When you examine how your outcomes evolve over time, you’ll quickly notice that the expected value is misleading because this gamble is non-ergodic. But why is this gamble considered non-ergodic, even though there is no catastrophic ruin, such as in Russian roulette or house fires? The key is that the gamble is multiplicative: your outcomes compound. You’re not gaining or losing fixed amounts but percentages of your current wealth. Each result sets the stage for the next. This is path dependency in action: what happens next depends on what happened before, just as losing in Russian roulette determines whether you even get another round. And it’s precisely that path dependency that changes everything. It makes the time-average behavior very different from the ensemble average (the one-shot expected value).
As an example, consider what is most likely to happen with a fair coin, i.e., you win and lose once:
- Win, then lose: $100 → $150 → $90
- Lose, then win: $100 → $60 → $90
Either way, you’re down 10%, even though the average outcome per round looked positive.
So, while the expected value suggests a +5% gain, the time-average growth rate is negative, around –5%. The bet looks good on paper, but erodes your wealth in practice. This is a classic example of a non-ergodic process. From this perspective, refusing the bet isn’t irrational at all. It’s not an emotional overreaction or a failure of logic; it’s a smart, intuitive rejection of a strategy that would harm you in the long run. What looks like “bias” under one model turns out to be rational foresight under another.
Rethinking Intuition: A New Perspective on Rational Decision-Making
Viewing decisions through the lens of non-ergodicity provides a fresh perspective on what we often dismiss as bias. It suggests that our intuitive aversion to certain risks and our apparent “biases” might not simply be cognitive flaws to fix but could be sensible adaptations to the time-sensitive reality we live in. In Kahneman’s framework, when you decline a positive-expected-value gamble or buy insurance for peace of mind, you might be branded as irrational or biased by loss aversion.

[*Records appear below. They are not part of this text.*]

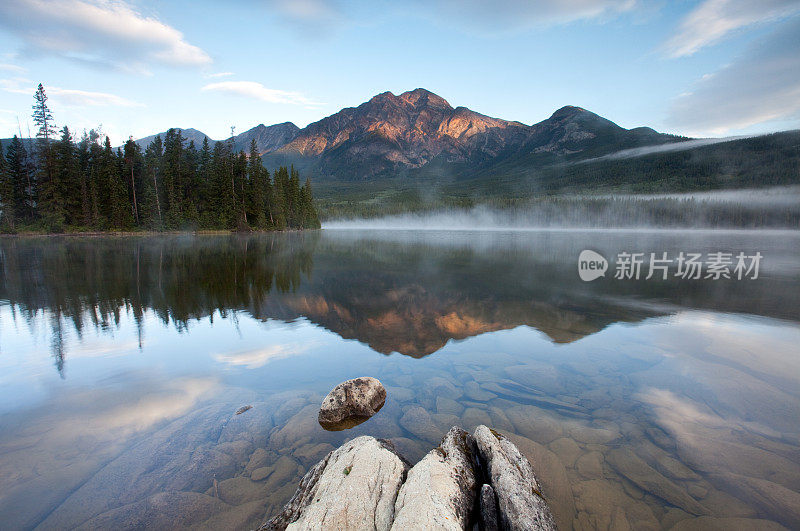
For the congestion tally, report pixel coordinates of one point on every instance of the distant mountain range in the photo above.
(395, 153)
(268, 138)
(392, 134)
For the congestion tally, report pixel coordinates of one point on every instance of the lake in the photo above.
(651, 403)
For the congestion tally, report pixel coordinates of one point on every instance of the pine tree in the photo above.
(308, 213)
(7, 203)
(172, 174)
(116, 208)
(259, 181)
(67, 177)
(151, 196)
(50, 204)
(18, 175)
(133, 173)
(223, 206)
(203, 183)
(84, 161)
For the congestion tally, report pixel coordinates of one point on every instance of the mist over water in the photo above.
(665, 148)
(776, 207)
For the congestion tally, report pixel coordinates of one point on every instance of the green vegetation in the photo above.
(769, 160)
(67, 186)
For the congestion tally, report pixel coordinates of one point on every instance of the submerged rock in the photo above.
(440, 490)
(520, 504)
(648, 479)
(488, 509)
(353, 487)
(350, 403)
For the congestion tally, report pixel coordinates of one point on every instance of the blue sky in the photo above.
(701, 68)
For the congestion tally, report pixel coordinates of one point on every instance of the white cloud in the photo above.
(86, 98)
(760, 86)
(98, 32)
(504, 15)
(254, 90)
(714, 19)
(67, 97)
(319, 17)
(253, 359)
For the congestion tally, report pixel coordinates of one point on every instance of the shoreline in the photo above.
(210, 232)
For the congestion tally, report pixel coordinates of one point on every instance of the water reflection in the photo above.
(648, 404)
(396, 292)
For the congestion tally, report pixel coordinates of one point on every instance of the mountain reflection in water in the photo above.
(157, 341)
(397, 293)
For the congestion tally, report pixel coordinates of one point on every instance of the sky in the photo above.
(707, 68)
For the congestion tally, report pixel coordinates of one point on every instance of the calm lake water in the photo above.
(649, 404)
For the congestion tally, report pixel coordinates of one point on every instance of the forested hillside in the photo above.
(58, 184)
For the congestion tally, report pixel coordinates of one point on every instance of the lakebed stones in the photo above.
(350, 403)
(365, 484)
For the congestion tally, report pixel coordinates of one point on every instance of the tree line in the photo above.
(59, 184)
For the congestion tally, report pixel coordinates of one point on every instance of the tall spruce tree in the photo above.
(50, 204)
(7, 206)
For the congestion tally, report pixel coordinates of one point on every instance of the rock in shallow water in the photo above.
(353, 487)
(350, 403)
(365, 484)
(520, 504)
(440, 490)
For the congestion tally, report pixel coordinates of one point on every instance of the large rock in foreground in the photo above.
(366, 485)
(350, 403)
(353, 487)
(520, 504)
(440, 490)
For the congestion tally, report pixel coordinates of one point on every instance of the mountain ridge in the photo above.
(390, 133)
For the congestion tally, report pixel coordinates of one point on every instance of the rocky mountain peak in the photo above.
(420, 97)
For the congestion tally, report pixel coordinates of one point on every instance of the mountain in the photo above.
(268, 138)
(415, 150)
(391, 135)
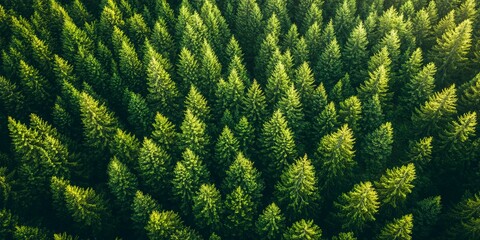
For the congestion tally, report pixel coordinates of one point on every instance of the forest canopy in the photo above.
(239, 119)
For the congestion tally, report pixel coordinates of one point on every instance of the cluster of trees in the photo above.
(239, 119)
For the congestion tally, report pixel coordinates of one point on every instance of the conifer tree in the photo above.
(162, 225)
(358, 206)
(208, 207)
(122, 183)
(239, 214)
(398, 229)
(189, 174)
(245, 133)
(329, 68)
(247, 26)
(243, 173)
(226, 150)
(297, 189)
(194, 134)
(335, 156)
(356, 54)
(303, 229)
(394, 186)
(99, 124)
(436, 111)
(377, 149)
(198, 104)
(419, 88)
(270, 223)
(291, 107)
(154, 168)
(142, 206)
(350, 112)
(164, 133)
(278, 145)
(451, 49)
(254, 105)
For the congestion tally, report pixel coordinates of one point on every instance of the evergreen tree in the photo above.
(162, 225)
(436, 111)
(297, 190)
(254, 105)
(451, 50)
(226, 150)
(164, 133)
(335, 156)
(142, 206)
(194, 134)
(356, 54)
(377, 149)
(358, 206)
(398, 229)
(189, 174)
(154, 168)
(303, 229)
(395, 184)
(278, 145)
(208, 207)
(162, 91)
(239, 214)
(329, 68)
(270, 223)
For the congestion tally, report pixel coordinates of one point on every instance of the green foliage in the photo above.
(398, 229)
(270, 223)
(297, 189)
(358, 206)
(303, 229)
(396, 184)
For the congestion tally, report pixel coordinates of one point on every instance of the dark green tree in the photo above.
(270, 223)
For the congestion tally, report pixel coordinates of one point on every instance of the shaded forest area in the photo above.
(239, 119)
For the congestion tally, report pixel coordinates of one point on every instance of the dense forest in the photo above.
(239, 119)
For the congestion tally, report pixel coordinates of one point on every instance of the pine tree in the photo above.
(394, 186)
(122, 183)
(335, 156)
(254, 104)
(291, 107)
(303, 229)
(358, 206)
(247, 26)
(377, 148)
(194, 134)
(164, 133)
(278, 145)
(142, 206)
(162, 225)
(162, 91)
(297, 189)
(98, 123)
(270, 223)
(350, 112)
(239, 214)
(87, 208)
(356, 54)
(226, 150)
(329, 68)
(426, 214)
(436, 111)
(154, 168)
(419, 88)
(398, 229)
(189, 174)
(198, 104)
(451, 50)
(208, 208)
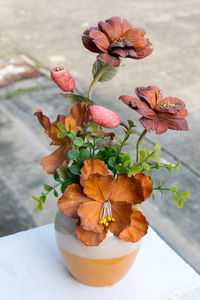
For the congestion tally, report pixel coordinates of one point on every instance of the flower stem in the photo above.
(96, 78)
(139, 143)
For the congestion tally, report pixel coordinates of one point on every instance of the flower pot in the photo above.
(101, 265)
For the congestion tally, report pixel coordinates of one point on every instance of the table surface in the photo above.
(31, 268)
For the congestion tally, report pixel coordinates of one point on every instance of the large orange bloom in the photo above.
(103, 202)
(116, 38)
(78, 117)
(159, 114)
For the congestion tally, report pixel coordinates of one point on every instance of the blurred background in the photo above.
(37, 35)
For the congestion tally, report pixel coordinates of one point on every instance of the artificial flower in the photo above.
(104, 117)
(103, 202)
(78, 117)
(159, 114)
(63, 79)
(116, 38)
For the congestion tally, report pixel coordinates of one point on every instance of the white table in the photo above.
(31, 269)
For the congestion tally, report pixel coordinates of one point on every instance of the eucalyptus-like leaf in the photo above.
(75, 98)
(109, 74)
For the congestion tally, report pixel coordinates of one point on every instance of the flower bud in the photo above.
(104, 117)
(63, 79)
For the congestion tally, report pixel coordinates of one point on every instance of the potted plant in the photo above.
(100, 224)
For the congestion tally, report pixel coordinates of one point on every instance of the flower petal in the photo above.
(98, 187)
(89, 44)
(177, 124)
(137, 229)
(89, 213)
(127, 189)
(80, 113)
(93, 166)
(55, 160)
(138, 105)
(89, 238)
(152, 95)
(100, 40)
(109, 59)
(160, 126)
(121, 212)
(71, 199)
(146, 184)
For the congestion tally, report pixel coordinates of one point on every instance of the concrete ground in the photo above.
(51, 35)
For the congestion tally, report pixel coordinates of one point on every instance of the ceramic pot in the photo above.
(101, 265)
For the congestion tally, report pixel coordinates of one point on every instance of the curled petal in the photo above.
(160, 126)
(137, 229)
(138, 105)
(98, 187)
(55, 160)
(89, 238)
(152, 95)
(70, 121)
(80, 113)
(127, 189)
(146, 184)
(89, 213)
(121, 212)
(93, 166)
(71, 199)
(110, 60)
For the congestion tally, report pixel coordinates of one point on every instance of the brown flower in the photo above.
(78, 117)
(158, 114)
(106, 203)
(116, 38)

But from the ergodicity economics standpoint, you’re recognizing, perhaps subconsciously, that your outcome over time is what matters, not the expected outcome. In other words, maybe people are more rational than Kahneman gave us credit for. We’re just being rational in a dynamic, real-world sense . When faced with an uncertain choice, our gut often asks, “What will this probably mean for me down the road?” rather than “What will happen to the average person?” If the long-term consequences look risky, even when the immediate odds look favorable, our hesitation might not be a mistake. It may reflect an intuitive survival strategy suited for a non-ergodic world, where losing once can permanently change your path.
That’s not to say Kahneman’s insights are wrong or irrelevant. Cognitive biases are real, and we do make errors. The point is nuance. Some decisions that look irrational under the expected-value lens may make perfect sense when we account for time dynamics and individual exposure to risk. Ergodicity economics helps bridge the gap between psychological insight and the real-world behavior of systems that evolve over time. Rather than always blaming our intuition for being myopic or foolish, ergodicity economics asks if the context (the environment in which the decision is made) is non-ergodic, in which case the decision criteria should change.